Intelligence officials testified before Congress this week that the situation had shown "no improvement" and an interim progress report mandated by Congress found that none of the White House's "benchmarks" for progress in matters political, economic, or military have been met. That hasn't stopped the White House from spinning its own report; none of the goals had been met, they acknowledge, but they also touted at least some "progress" in 8 out of 18 issue-areas.

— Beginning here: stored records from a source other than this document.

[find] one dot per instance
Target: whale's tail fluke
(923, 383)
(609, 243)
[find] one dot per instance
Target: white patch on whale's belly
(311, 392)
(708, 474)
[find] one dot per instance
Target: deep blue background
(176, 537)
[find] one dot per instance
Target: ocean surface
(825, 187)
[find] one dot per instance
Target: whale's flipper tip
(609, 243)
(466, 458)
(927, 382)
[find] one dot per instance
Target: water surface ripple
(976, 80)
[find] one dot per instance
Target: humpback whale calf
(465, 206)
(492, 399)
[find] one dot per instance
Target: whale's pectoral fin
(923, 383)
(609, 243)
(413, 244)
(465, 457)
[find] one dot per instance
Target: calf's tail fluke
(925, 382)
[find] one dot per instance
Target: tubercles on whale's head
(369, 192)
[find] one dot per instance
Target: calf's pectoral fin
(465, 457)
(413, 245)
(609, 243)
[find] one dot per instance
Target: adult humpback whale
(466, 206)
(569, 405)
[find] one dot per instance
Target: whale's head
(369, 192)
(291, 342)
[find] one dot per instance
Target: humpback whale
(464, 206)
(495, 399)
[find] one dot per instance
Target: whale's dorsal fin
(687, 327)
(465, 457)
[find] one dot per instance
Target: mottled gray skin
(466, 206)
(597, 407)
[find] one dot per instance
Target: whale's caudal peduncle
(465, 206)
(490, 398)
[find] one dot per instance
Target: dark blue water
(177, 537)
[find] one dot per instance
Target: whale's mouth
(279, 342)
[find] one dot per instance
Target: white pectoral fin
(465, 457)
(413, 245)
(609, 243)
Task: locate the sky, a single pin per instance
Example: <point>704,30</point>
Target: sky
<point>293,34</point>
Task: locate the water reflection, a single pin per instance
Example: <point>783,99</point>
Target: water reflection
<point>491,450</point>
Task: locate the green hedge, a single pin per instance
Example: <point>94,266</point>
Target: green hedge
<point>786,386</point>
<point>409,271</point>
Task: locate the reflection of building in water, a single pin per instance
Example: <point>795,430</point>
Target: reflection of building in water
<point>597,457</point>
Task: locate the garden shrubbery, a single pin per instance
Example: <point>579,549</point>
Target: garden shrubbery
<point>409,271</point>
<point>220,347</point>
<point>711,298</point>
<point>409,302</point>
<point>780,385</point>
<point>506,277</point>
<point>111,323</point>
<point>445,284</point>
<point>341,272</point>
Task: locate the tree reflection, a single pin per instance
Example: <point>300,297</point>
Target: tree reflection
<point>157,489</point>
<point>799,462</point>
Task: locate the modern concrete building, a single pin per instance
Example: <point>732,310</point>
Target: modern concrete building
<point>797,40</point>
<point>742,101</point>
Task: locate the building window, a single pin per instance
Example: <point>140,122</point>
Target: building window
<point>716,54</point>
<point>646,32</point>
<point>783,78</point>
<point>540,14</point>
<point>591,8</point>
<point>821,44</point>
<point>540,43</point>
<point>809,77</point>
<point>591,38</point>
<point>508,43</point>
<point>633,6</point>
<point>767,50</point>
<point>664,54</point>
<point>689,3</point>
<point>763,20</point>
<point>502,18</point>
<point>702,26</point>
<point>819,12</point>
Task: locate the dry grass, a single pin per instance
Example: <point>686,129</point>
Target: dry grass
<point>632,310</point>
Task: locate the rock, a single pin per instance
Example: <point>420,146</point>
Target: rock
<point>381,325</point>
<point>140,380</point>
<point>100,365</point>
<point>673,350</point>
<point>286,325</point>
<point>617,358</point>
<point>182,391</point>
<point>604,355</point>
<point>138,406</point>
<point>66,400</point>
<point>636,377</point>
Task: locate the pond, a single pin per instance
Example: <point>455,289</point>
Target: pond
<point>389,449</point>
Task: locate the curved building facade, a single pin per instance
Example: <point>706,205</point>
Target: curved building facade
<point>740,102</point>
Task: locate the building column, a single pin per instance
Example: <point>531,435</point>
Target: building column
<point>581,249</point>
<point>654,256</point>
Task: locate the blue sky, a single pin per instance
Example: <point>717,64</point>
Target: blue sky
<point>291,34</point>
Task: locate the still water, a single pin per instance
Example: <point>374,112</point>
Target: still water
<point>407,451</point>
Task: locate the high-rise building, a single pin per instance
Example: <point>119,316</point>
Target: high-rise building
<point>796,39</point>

More prominent Republicans began making noises about jumping from the SS Bush as Olympia Snowe (ME) joined Richard Lugar (In), Pete Domenici (NM) and George Voinovich (OH) in calling, at least in theory, for at least a troop "draw-down." It's not much, but it is enough to make the White House jumpy about losing support from within their own party. Senior administration officials, including Condi Rice, reportedly shuttled back and forth to Capitol Hill to shore up support among wavering Republicans.

Consistent with the pattern, it seems to have worked; Lugar, Voinovich and Domenici all supported a filibuster on Tuesday that blocked Virginia Democrat Jim Webb's proposal to guarantee U.S. troops get adequate time at home between deployments.

Meanwhile, it's getting tough to sort out the various proposals for "withdrawal" that the Dems are falling all over themselves trying to get into the spotlight. Spencer Ackerman at TalkingPointsMemo runs down the competing proposals. None of them have enough votes to pass. The argument is that there is political rather than legislative value in bringing the measures before Congress, and that these votes are part of a larger strategy to unify Dems from across the party's ideological spectrum while splitting off Republican legislators and isolating the White House. Color us unconvinced.